Meanwhile, Russian President Vladimir Putin has warned that Europe faces "major transit risks" to natural gas supplies from Russia this winter.
Putin told reporters in Belgrade on October 16 that if Ukraine siphons off natural gas without permission from transit pipelines to the European Union, Russia “will consecutively reduce the stolen volume at the cost of supplies."
Putin made the remarks ahead of talks in Milan on October 16 and 17 with EU leaders and Ukrainian President Petro Poroshenko.
Russia raised the price it charges Kyiv for natural gas after Ukraine's pro-Russia Preident Viktor Yanukovych was ousted in February, then halted gas supplies to Ukraine in June when Kyiv failed to pay the higher price.

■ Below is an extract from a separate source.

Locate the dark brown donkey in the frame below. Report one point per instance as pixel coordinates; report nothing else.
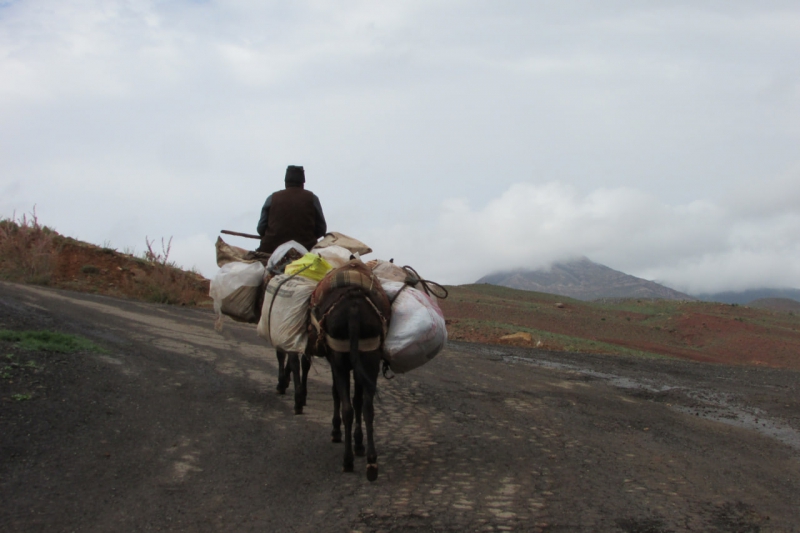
(294, 366)
(351, 314)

The price standoff is the third between Moscow and Kyiv since 2006.
Russia is the EU's biggest gas supplier, providing about a third of the gas consumed there.

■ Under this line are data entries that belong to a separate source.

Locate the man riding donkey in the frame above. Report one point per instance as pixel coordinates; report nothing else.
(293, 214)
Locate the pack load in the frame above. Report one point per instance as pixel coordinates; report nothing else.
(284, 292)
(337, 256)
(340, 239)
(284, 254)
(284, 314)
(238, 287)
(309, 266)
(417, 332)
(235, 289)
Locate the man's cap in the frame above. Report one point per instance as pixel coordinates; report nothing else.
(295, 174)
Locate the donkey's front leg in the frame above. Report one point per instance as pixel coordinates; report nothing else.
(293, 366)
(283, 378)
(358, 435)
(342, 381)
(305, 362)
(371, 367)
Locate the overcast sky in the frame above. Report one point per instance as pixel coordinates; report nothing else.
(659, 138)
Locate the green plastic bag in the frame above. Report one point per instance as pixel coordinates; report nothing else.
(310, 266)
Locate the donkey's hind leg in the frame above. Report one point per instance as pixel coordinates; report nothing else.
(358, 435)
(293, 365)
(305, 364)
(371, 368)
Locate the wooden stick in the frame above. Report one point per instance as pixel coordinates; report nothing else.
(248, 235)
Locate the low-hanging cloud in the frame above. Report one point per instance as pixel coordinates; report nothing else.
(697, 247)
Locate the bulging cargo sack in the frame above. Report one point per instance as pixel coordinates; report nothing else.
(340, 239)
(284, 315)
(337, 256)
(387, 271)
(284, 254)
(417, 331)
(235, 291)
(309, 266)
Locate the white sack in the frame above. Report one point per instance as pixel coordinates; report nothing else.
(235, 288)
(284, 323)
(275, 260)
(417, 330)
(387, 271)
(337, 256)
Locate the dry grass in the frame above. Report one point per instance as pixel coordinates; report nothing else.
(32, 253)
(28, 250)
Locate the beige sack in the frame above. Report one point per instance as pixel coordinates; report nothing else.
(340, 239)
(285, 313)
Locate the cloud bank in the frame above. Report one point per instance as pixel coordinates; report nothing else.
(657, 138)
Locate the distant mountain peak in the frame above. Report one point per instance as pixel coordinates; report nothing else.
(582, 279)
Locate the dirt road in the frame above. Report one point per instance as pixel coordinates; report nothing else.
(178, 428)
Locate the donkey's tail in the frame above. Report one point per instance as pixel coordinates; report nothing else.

Barring any major developments that concludes the live blogging for today.
After last night's meeting with Merkel, Putin has met with leaders at a bigger breakfast meeting:
Russian President Vladimir Putin held a breakfast meeting with European leaders and Ukraine's Petro Poroshenko on October 17 after failing to bridge differences over the Ukraine crisis in late-night talks with German Chancellor Angela Merkel.

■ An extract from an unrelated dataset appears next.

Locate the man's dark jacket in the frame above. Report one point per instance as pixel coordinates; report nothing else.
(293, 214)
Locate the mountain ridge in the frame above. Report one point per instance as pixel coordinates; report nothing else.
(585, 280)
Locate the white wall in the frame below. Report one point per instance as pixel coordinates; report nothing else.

A two-day Europe-Asia summit in Milan is being overshadowed by the crisis in Ukraine, where deadly fighting persists in the east despite a cease-fire between government forces and pro-Russian separatists the West says are supported by Russian troops and weaponry.
The breakfast meeting was attended by Putin, Merkel, and Poroshenko as well as French President Francois Hollande, British Prime Minister David Cameron, Italian Prime Minister Matteo Renzi and outgoing EU leaders Herman Van Rompuy and Jose Manuel Barroso.
Images from a lengthy Putin-Merkel meeting that stretched past midnight showed the two facing each other across a table, their faces unsmiling.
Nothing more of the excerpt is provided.